Processes and Rates of Arc Crust Growth and Differentiation in the Southern Sierra Nevada Crustal Section

The construction of magmatic arcs at subduction zones plays a critical role in the creation of new continental crust on Earth. In particular, a number of different mechanisms in the lower crust (>30 km depth) of arcs are hypothesized to be critical for the formation of felsic continental crust. However the restricted number of locations worldwide where rocks formed at these depths are exposed on the surface is a fundamental limitation to improving our understanding of the chemical and physical controls on these processes and the time scales over which they occur. This proposal aims to evaluate these processes through a detailed study of a relatively little studied exposure of lower crustal rocks in the southernmost Sierra Nevada batholith, combining field observations, major, trace element and isotope geochemistry, and high precision geochronology.

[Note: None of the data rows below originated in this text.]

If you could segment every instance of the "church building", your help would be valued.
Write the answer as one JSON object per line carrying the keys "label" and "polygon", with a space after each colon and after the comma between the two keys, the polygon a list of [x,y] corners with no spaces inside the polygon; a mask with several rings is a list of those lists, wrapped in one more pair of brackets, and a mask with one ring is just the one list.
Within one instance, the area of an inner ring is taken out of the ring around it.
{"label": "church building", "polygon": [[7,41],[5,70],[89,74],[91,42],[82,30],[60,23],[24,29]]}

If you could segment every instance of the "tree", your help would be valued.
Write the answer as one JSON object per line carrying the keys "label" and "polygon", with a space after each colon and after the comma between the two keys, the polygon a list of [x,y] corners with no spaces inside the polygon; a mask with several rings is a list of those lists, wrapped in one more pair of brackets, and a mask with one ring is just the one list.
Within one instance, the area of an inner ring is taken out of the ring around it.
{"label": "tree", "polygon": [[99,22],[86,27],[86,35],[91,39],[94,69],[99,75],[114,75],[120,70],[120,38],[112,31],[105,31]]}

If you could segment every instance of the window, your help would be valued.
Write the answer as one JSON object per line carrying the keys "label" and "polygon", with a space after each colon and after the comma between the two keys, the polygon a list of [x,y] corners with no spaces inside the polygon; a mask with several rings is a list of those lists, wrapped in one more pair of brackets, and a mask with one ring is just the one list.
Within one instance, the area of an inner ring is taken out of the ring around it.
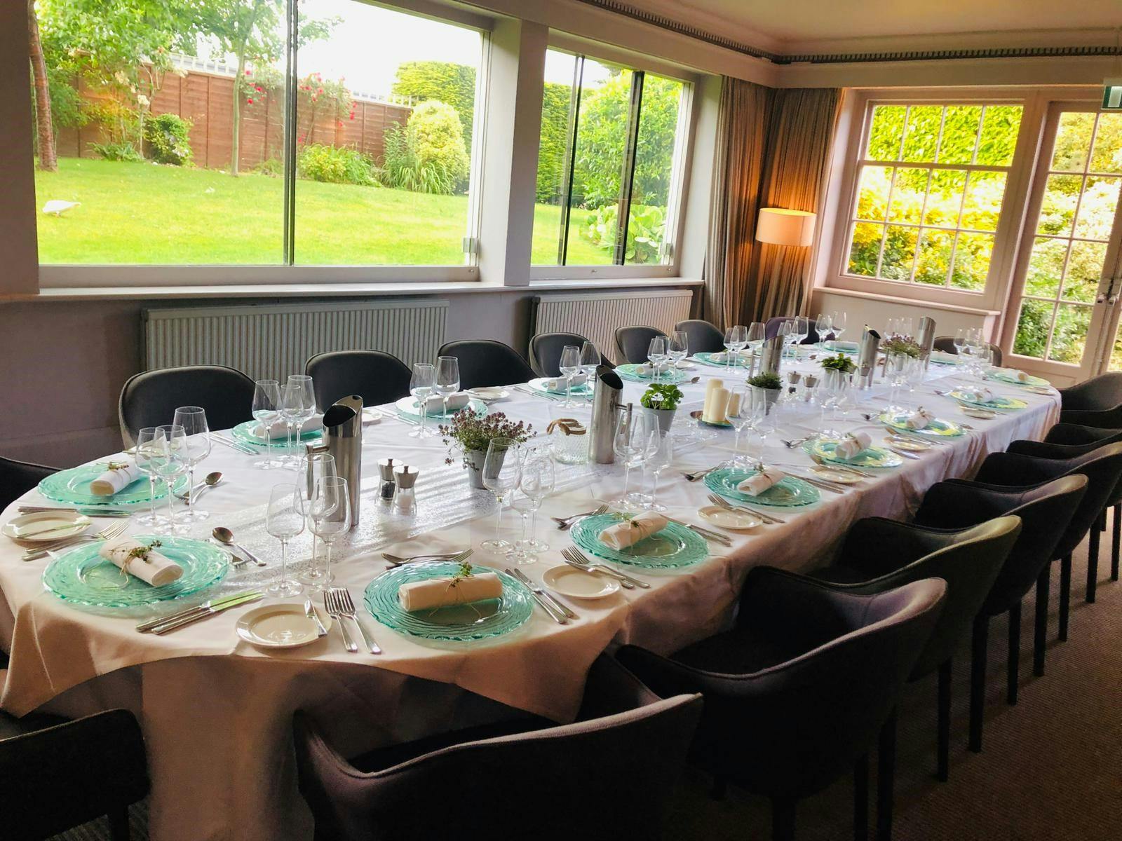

The research activities in this project will be integrated with field and analytical experiences for undergraduates while findings will be incorporated into undergraduate courses. Through collaboration with the Tejon Ranch Conservancy, it is planned to help develop outreach programs and education materials for the Tejon Ranch property. These programs include geologic tours of the ranch, and will cover both the basics of plate tectonics and arc magmatism, as well as the geologic history of California. The programs will be available to the general public, and be specifically targeted to public schools serving the primarily underrepresented minority populations in the Tehachapi/Bakersfield region.

The Sierra Nevada Batholith is one of the best-studied examples of continental arc plutonism, but nearly the entire exposed range samples rocks formed at shallow to middle crustal pressures, and as a result our understanding of lower crustal processes in the Sierra Nevada are limited. However, the Sierra Nevada also contains a unique crustal section, exposing a structurally continuous section extending from ~7-37 km depth, and containing a suite of igneous rocks emplaced contemporaneously at ~100 Ma, coinciding with the Late Cretaceous Sierra Nevada magmatic flare-up event. This section provides an ideal location to evaluate different models for lower crustal processes including fractional crystallization and partial melting dominated deep crustal hot zones, cyclic underthrusting and relamination of buoyant material. The combination of structurally continuous and contemporaneously emplaced outcrop will allow us to better characterize these processes and their relevant timescales, and to assess their importance for the generation of felsic continental crust. These findings will have additional important implications for our understanding of the Mesozoic history of the western US, and for validating seismic observations of continental lower crust.